Funny Peculiar

Everything has its place and time: sometimes you want thought-provoking drama, evocative romance or weep-enducing tragedy. And sometimes you want a laugh.

Funny Peculiar is firmly aimed at the latter. An unashamed revival of Mike Stott’s seventies sex comedy, this is the tale of a small town shopkeeper who dreams of free love.

With a cast of soap opera stars led by Coronation Street’s Craig Gazey and ex-Hear’Say singer Suzanne Shaw, the crowd at Norwich’s Theatre Royal were kept entertained with a flowing tide of uncomplicated gags.

Gazey gave a great line in physical comedy as the vexed grocer, in a loving but uneventful marriage with Shaw; tempted by Hollyoak’s Gemma Bissix (and her variable accent) to explore his wild side – including showing it (literally and repeatedly) to the audience.

Steven Blakeley (Heartbeat) put in a nice turn as the backward but sometimes insightful village idiot, with Vicky Entwistle as his overbearing and ever-gossiping mother.

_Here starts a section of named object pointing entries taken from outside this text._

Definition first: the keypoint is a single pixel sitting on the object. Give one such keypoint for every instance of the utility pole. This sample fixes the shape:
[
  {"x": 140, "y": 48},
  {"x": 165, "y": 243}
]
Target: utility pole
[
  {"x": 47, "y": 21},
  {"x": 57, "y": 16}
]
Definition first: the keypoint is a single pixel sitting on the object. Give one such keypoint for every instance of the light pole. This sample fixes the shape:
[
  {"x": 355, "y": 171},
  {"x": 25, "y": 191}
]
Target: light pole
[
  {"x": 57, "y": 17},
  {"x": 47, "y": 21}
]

Fans of cutting edge comedy should look elsewhere: this is straightforward stuff, including a smartly-executed slapstick food fight between Gazey and his over-passionate confectionary supplier (Simon Naylor).

The jokes haven’t been updated from the seventies and the sensibilities sometimes feel a little out of place, but that’s exactly what is promised on the tin.